Книга: Белый Клык / White Fang
Назад: Chapter VI. THE FAMINE
Дальше: Chapter IV. THE CLINGING DEATH

Chapter II. THE MAD GOD

A small number of white men lived in Fort Yukon. These men had been long in the country. They called themselves Sour-doughs. For other men, new in the land, they felt nothing but disdain. The men who came ashore from the steamers were newcomers. They were known as chechaquos. They made their bread with baking- powder. This was the difference between them and the Sour-doughs, who made their bread from sour-dough because they had no baking-powder.

The men in the fort disdained the newcomers and enjoyed seeing them in grief. Especially did they enjoy the newcomers’ dogs torn by White Fang and his gang. When a steamer arrived, the men of the fort always came down to see the fun.

But there was one man among them who particularly enjoyed it. He came at the first sound of a steamboat’s whistle; and when the last fight was over he returned slowly to the fort. Sometimes, when a dog was dying under the fangs of the pack, this man was unable to contain himself, and leaped into the air and cried out with delight. And always he looked at White Fang.

This man was called “Beauty” by the other men of the fort. No one knew his first name, and in general he was known as Beauty Smith. But he was anything but a beauty. He was a small man; and upon his small body was an even smaller head. The head was pointed on its top. Also he had a low and wide forehead, large eyes with a big distance between them, an enormous, very heavy jaw, lean lips and large yellow teeth. His eyes were yellow and muddy, and hair of the same colour.

In short, Beauty Smith was a monstrosity, but it wasn’t his blame. He did the cooking for the other men in the fort. They did not despise him. They tolerated him. Also, they feared him, although they knew he was a coward, because in his cowardly rage he could do terrible things. But somebody had to do the cooking, and Beauty Smith could cook.

White Fang began by ignoring him. He did not like the man. The feel of him was bad. He sensed the evil in him, and feared the extended hand and the attempts at soft-spoken speech. Because of all this, he hated the man.

With the simpler creatures, good and bad are things simply understood. The good are all things that bring satisfaction and ease pain. The bad are all things that are discomforting and hurting. White Fang’s feel of Beauty Smith was bad. From the man’s distorted body and mind, like mists rising from marshes, came emanations of the unhealth within.

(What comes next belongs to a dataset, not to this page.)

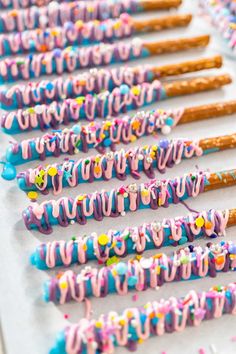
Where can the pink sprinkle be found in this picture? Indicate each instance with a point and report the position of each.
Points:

White Fang was in Grey Beaver’s camp when Beauty Smith first visited it. He arose quickly, and, as the man arrived, went away in true wolf- fashion to the edge of the camp. He did not know what they said, but he could see the man and Grey Beaver talking together. Once, the man pointed at him, and White Fang snarled back as though the hand was near him and not fifty feet away.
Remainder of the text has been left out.